Souveraineté Énergétique: L’État reprend le contrôle avec la création de la SOCADEL
Dotée d’un capital de social de 43,9 milliards de FCFA, cette nouvelle entreprise publique marque la fin d’une ère et le retour en force de l’État dans un secteur stratégique pour l’industrialisation du pays.
Le paysage énergétique camerounais vient de connaitre son plus grand séisme institutionnel depuis la privatisation de la Société Nationale d’Électricité (SONEL) au début des années 2000. Le 04 mai 2026, le président de la République Paul Biya a signé le décret portant création de la Société Camerounaise d’Électricité (SOCADEL). Ce geste attendu par de nombreux observateurs, sonne le glas définitif du modèle de concession privée et place désormais la gestion du courant électrique sous le giron direct de l’État. En effet, les relations entre l’État et l’opérateur historique ENEO étaient marquées depuis plusieurs années par des tensions récurrentes, des désaccords financiers et une insatisfaction croissante des usagers face aux délestages. En créant la SOCADEL, le gouvernement camerounais ne change pas simplement de sigle, il opère également un changement de paradigme avec un objectif clair qui est celui de la « souveraineté énergétique ».

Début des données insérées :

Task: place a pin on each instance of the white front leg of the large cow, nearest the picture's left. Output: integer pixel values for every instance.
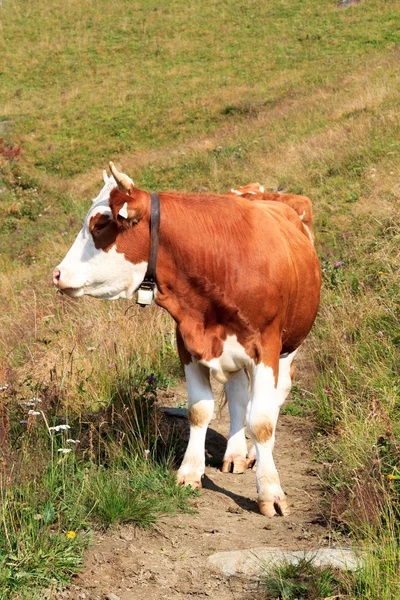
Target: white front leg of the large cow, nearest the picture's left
(200, 412)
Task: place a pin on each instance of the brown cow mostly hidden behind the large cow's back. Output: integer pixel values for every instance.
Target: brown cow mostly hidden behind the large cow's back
(301, 204)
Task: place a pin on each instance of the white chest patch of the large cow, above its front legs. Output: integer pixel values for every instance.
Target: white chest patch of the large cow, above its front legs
(233, 358)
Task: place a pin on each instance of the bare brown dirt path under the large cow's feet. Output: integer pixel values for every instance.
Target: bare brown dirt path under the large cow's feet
(171, 561)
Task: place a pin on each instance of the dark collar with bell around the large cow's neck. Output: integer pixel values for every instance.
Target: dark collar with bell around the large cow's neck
(146, 290)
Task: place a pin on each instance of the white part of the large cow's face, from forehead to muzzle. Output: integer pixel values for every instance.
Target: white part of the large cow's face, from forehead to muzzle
(94, 272)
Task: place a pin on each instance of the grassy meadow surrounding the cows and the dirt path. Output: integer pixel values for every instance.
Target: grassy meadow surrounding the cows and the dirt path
(298, 95)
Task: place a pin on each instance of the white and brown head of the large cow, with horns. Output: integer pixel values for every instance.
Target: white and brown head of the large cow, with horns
(108, 258)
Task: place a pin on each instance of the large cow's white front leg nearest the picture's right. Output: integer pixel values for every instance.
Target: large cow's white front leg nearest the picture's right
(265, 402)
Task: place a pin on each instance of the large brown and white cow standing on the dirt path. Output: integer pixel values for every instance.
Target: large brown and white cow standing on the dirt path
(242, 282)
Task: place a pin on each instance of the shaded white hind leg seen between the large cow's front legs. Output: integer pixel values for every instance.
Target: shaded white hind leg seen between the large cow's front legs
(237, 392)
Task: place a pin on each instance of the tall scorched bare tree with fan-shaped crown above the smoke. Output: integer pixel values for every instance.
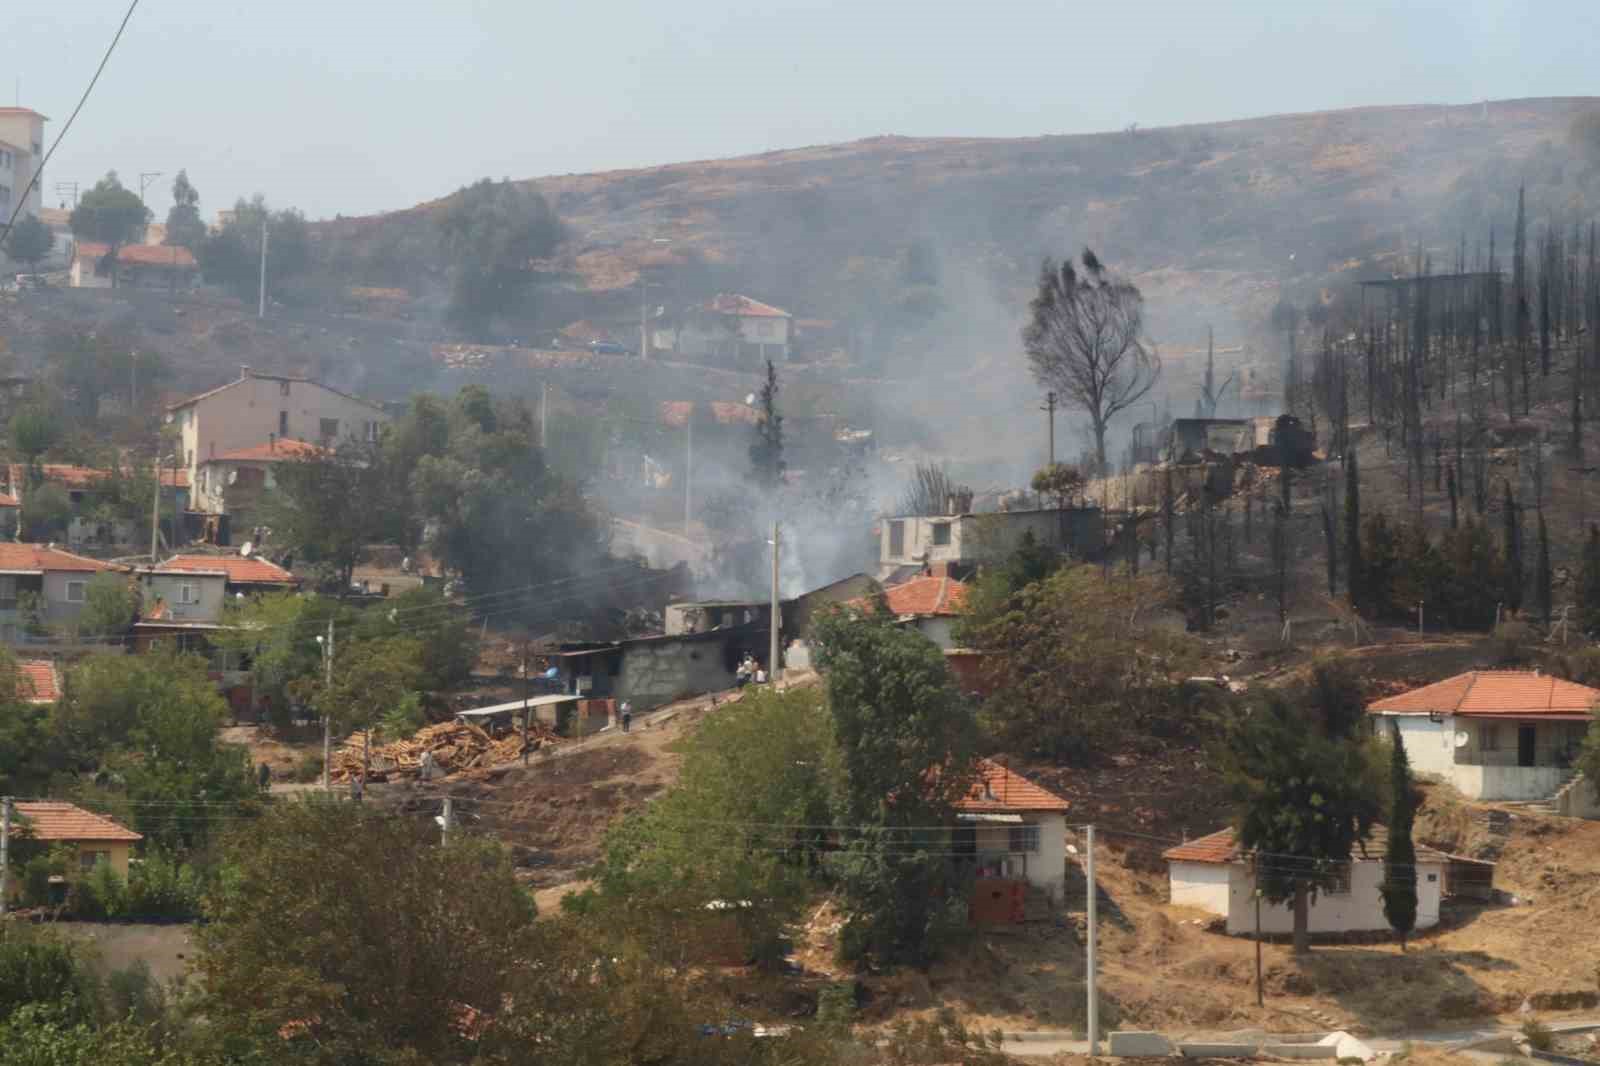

Dans un pays engagé dans sa Stratégie Nationale de Développement 2020-2030 (SND30), l’énergie n’est plus considérée comme une simple marchandise, mais comme un levier régalien indispensable à l’industrialisation. C’est dans cette optique que la SOCADEL, entreprise à capitaux publics a désormais pour mission de transformer ce service public pour le rendre plus performant, plus transparent et plus accessible à toutes les franges de la population. La SOCADEL peut d’ores et déjà être considérée comme un « géant verticalement intégré » dans le paysage énergétique au Cameroun, puisque sa structure impressionne par son ambition. Contrairement aux tendances de découpage observées ailleurs dans le monde, où les activités de production, de transport et de distribution sont séparées, le Cameroun semble opter pour un modèle intégré. La Société Camerounaise d’Électricité couvrira l’ensemble de la chaîne de valeur partant de la production à la commercialisation en passant par le transport et la distribution.
Vers un futur électrifié
Dotée d’un capital social de 43,9 milliards de FCFA, la nouvelle entité dispose d’une assise financière lui permettant d’entamer les chantiers de modernisation des infrastructures, car la SOCADEL n’est pas seulement un repreneur d’actifs, c’est également un outil de planification puisqu’elle devra notamment gérer l’épineux dossier de la vétusté des réseaux de distribution, cause principale des pertes d’énergie et des interruptions de service. Pour mener à bien ses activités, l’organisation de la société repose sur un triptyque de gouvernance classique, mais renforcé à l’instar d’une Assemblée générale, le Conseil d’administration et la Direction générale. Cette architecture vise à garantir un contrôle rigoureux des fonds publics tout en offrant la flexibilité nécessaire à une gestion commerciale moderne. Preuve de l’urgence de la Situation, le gouvernement n’a pas perdu de minute car vingt quatre heures seulement après la signature du décret présidentiel, le Ministre de l’Eau et de l’Energie, Gaston Eloundou Essomba, a présidé le 05 mai 2026 à Yaoundé, la session inaugurale du Conseil d’administration de la SOCADEL.
Si l’enthousiasme est palpable au sein des cercles gouvernementaux, les défis qui attendent la SOCADEL sont colossaux. Le premier est technique avec la nécessité d’investissements massifs sur le réseau de distribution afin de réduire le taux de perte de l’énergie produite, notamment par les grands barrages comme celui de Nachtigal. Quant au second défi, il est financier. Avec un capital de 43,9 milliards de FCFA, la SOCADEL devra prouver sa capacité à être rentable tout en maintenant des tarifs sociaux pour les couches les plus vulnérables de la population. Enfin, le défi de la qualité de service n’échappe pas au regard critique du citoyen lambda, car le succès de la SOCADEL ne se mesurera pas au montant de son capital financier, mais à la rareté des coupures d’électricité et à la justesse de la facturation. L’État, en reprenant la gestion directe de la société d’énergie électrique, s’expose désormais en première ligne face aux critiques en cas de défaillance.